Recent analysis undertaken by the Kansas and Michigan State Universities suggests that US consumers would likely pay more for meat with a mandatory label indicating animal welfare information. The use of gestation crates and stalls for pigs as well as cages for chickens have gained wide media coverage and the researchers suggested that a typical US resident might be willing to pay up to 20pc more for pork and egg products in exchange for mandatory labelling conveying the use or lack thereof of these animal welfare concerns. The challenge is in converting what are emotional perceptions into price points at the point-of-purchase, often a difficult exercise but increasingly being seen as possible.

 

JBS lowers microbial counts

The US division of JBS says it has achieved a two-thirds reduction in microbial counts for E. coli O157:H7 in its eight US beef processing plants in the first half of 2011 through the use of its unique Remote Video Auditing system which helps in identifying kill floor employees who need further training in food safety procedures, reducing potential contamination from the hide to the carcase.

Successful Japanese audit outcome

The Japanese Ministry of Health & Livestock Welfare completed an audit of the Australian beef export system recently.
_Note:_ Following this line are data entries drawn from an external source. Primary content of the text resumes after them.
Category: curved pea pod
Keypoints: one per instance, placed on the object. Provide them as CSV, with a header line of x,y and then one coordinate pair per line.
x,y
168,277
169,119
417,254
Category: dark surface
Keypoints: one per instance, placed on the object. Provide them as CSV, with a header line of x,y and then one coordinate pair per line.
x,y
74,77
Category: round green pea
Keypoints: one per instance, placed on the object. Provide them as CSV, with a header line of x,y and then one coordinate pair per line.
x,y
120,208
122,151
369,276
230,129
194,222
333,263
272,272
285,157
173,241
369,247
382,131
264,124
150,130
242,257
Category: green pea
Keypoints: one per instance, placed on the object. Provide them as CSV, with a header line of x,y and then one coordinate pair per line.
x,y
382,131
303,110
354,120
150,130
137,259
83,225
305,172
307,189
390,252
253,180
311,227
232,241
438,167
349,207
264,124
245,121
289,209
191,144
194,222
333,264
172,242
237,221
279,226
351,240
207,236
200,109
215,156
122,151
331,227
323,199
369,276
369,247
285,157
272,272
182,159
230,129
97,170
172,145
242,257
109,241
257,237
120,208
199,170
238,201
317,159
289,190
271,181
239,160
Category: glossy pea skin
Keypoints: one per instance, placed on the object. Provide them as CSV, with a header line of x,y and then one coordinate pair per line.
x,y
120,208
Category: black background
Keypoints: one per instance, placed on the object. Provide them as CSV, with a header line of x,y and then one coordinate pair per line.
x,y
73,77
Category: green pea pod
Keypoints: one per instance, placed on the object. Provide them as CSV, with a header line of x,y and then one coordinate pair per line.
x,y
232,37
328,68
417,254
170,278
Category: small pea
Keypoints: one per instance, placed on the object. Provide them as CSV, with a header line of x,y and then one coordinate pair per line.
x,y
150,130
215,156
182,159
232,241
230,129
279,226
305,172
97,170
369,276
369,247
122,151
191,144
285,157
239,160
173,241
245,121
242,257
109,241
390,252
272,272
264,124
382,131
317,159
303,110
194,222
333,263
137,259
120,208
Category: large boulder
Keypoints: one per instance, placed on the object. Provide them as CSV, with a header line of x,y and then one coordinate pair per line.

During the week the Japanese auditors visited three beef abattoirs with similar outcomes at each. The auditors encouraged Australia to maintain its high standard of hygiene production noting the Japanese enhanced interest in E.coli O157:H7. Japan conducted 300 tests for E. coli O157:H7 last year on Australian block meat primals. They confirm that testing is not a requirement for Japan however there was a case of E. coli O157:H7 linked to a positive in Australian product and as a result there would be measures to ensure continued consumer confidence in Australian beef.

 

Brazil no longer lowest-cost producer

Brazilian market analyst Guilherme Melo visited Australia earlier this month speaking at a renderers’ conference at Sydney before attending forums in Queensland. He indicated the global credit crises had significantly impacted on industry concentration in Brazil, with smaller domestic meat processors losing access to bank funding during the credit crisis. This led to Chapter 11 bankruptcies and an increase in concentration of processing ownership. The ‘Big Three’ in Brazilian processing (JBS, Marfrig and Minerva) still only represented 35pc of total production in the country, but 80pc of beef exports. The big changes in Brazil involved the appreciation of the Brazilian Real leading to a loss of Brazil’s competitiveness as global exports’ lowest-cost producer. The future potential of the Brazilian beef industry on the export market still evolved around its competitiveness with alternate land use in Brazil, especially soy bean production, the continuing appreciation of the Real against the US$ reducing its export competitiveness and the overall environmental scrutiny of the industry that increased substantially over the last year.